His hand moved up, cupping her cheek, its passage lubricated by her wet skin. The other hand joined it, on her opposite cheek, his touch softer than she’d expected. He studied her for a moment, then moved into her, gently placing his lips against hers.
He pulled away. Lily looked at Len for a long moment, meeting his beautiful blue eyes.
She wanted to say something. Something about how she didn’t have time right now for romantic entanglement, maybe. Or something about how she wasn’t in a position to be kissed, or to do any kissing. Something about how she had too much on her mind. How she wanted, for a while, to think of nothing.
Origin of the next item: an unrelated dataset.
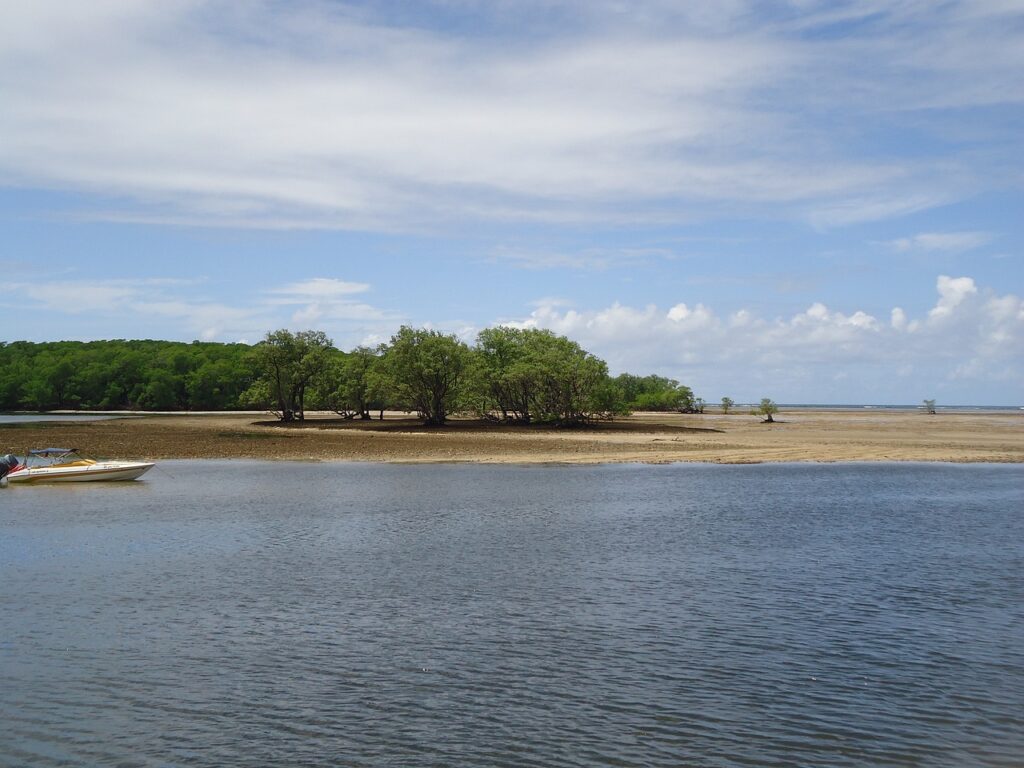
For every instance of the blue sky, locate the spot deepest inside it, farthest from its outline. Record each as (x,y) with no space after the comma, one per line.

But before she could say a word, his lips were back on hers. She felt her heart beat harder, her breath come faster. She had her hands on his chest as his hands — warm in the slightly chillier cooler air — slid down her sides and around her waist, drawing her nearer. Lily could feel the full length of Len’s body against her, could feel his urgency and his need.
He’d pressed her against one of the racks. Now he turned Lily and nudged her toward the floor, onto the carpet of petals.
“Len … ” But Lily wasn’t sure what she planned to say next. Should she tell him what her mind had insisted since his first advances? Or should she tell him the truth — the way she’d been drawn to him from the beginning, the way she’d thought about him during her intimate moments since? The way, lately, she felt a burning pressure inside when she saw him, though her sensibilities tried their best to deny it?
But Len didn’t respond. Lily felt her hips settle slowly onto the floor. She felt his hand on her chest, pushing her back. Then she felt the other hand join to unbutton her blouse, his dexterous chef’s fingers exposing more of her skin to the air with every inch. She arched up and shrugged it off. Rather than saying more, she raised her own hands to pull Len’s shirt over his head. Her simple, plain, hardworking hands, so out of place in a city as fine as Cielo del Mar.